THE question of whether convicted terrorists had renounced violent jihad would be central to their sentencing, a judge said yesterday.
He was speaking at the plea hearings of Aimen Joud, 23, and Ezzit Raad, 26, two of six men convicted with Muslim sheikh Abdul Nacer Benbrika of being members of an organisation fostering or preparing a terrorist act.
Justice Bernard Bongiorno rejected the adequacy of claims that the two men felt sorry for the hardship their actions had caused their families and the community. “That’s not remorse,” he said.
Raad’s lawyer said he could not say his client had “total remorse”.
Joud’s lawyer said the group’s plans were not advanced, so Joud “didn’t have a victim” over whom to feel remorse.
Justice Bongiorno said: “He didn’t have an individual victim. We have this society, which is the victim.

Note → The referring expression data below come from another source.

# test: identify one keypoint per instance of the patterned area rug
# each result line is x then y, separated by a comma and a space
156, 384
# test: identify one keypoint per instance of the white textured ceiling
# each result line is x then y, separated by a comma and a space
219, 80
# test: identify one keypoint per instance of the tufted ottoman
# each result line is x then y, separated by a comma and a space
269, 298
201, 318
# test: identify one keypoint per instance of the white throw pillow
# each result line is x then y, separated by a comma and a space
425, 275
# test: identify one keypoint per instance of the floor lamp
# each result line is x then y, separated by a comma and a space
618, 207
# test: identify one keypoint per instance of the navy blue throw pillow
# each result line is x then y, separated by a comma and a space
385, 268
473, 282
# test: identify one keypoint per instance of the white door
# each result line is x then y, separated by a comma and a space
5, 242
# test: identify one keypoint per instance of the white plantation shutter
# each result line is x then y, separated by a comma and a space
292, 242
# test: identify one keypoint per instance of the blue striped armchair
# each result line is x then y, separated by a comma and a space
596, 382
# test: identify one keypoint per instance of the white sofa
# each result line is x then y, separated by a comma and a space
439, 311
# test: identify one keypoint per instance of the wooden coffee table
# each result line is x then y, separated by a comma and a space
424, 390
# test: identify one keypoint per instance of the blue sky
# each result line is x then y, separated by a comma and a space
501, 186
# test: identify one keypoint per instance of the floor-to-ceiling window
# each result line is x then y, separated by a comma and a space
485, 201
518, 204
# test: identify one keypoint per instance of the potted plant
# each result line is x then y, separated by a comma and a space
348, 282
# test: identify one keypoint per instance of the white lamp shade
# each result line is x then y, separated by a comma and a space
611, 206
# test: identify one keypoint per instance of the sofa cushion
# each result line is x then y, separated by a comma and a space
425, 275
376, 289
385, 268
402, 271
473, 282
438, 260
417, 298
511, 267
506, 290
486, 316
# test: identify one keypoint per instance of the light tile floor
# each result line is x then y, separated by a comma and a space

“I think the ‘R-word’ is the word that’s going to have to be dealt with, if not by counsel then ultimately by me in respect of my judgement about sentencing.

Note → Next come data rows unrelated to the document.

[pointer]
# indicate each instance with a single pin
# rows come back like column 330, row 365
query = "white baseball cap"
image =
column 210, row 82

“If someone here were to say, ‘I have considered the things we discussed, the things that we were going to do, the things that we might have led to and what that might have meant to the society in which we live, and I have come to the decision that I won’t have anything to do with it’ – saying ‘I am sorry for what I have put my family through’ is not enough.”

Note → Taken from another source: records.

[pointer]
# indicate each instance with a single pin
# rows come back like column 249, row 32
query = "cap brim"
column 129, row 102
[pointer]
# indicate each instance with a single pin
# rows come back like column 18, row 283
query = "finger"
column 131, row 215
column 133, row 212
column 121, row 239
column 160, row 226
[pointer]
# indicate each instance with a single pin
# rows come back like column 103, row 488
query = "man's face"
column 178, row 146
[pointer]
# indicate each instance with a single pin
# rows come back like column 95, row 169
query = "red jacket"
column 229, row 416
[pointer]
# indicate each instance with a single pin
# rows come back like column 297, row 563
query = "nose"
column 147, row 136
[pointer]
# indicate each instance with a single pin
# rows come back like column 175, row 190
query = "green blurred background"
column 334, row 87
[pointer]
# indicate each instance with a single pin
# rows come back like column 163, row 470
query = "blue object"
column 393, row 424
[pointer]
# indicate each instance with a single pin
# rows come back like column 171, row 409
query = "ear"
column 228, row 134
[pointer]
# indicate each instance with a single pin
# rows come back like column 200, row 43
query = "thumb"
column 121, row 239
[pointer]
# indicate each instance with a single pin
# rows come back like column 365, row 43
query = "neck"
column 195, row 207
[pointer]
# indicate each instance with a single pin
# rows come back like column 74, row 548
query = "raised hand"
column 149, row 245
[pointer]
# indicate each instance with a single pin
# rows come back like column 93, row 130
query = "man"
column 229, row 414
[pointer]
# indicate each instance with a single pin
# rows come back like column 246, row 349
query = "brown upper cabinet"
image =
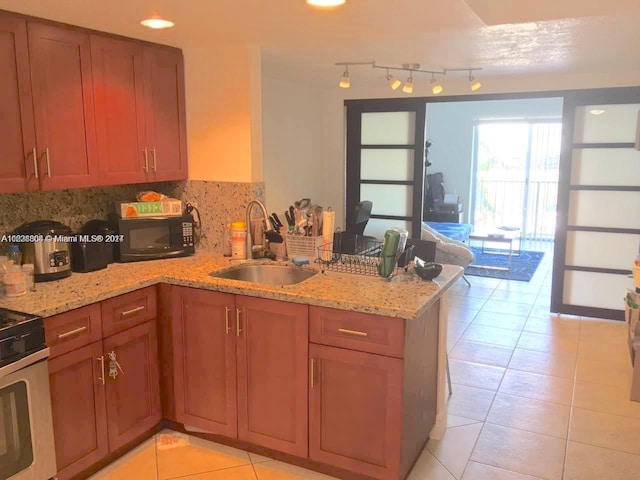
column 140, row 115
column 82, row 109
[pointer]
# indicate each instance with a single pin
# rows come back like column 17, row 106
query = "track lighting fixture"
column 394, row 82
column 436, row 87
column 408, row 85
column 345, row 81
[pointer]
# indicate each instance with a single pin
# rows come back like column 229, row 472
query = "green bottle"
column 388, row 254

Greg Barns, for Raad, said his client came under Benbrika’s influence shortly after his brother died at the age of 23.
Mr Barns said Raad was involved in only 23 of 482 covertly taped conversations, that his fingerprints were on only one of 31 documents in the group’s common jihadi library, and that there was no evidence he gave a pledge of loyalty to the leader, Benbrika.
He had “a relatively minor role in the organisation”, he said.
Mr Barns said the judge should make concurrent the sentences for being a member of and attempting to provide funds to the organisation.
Trevor Wraight, for Joud, denied prosecution claims that Joud had been Benbrika’s “heir apparent”.
He said Joud had moved away from the group by the time he was arrested and had not had a more senior role than others in Benbrika’s consultative council.
He also asked for concurrent sentences on Joud’s five convictions.
The two men were remanded for sentence on a date to be set.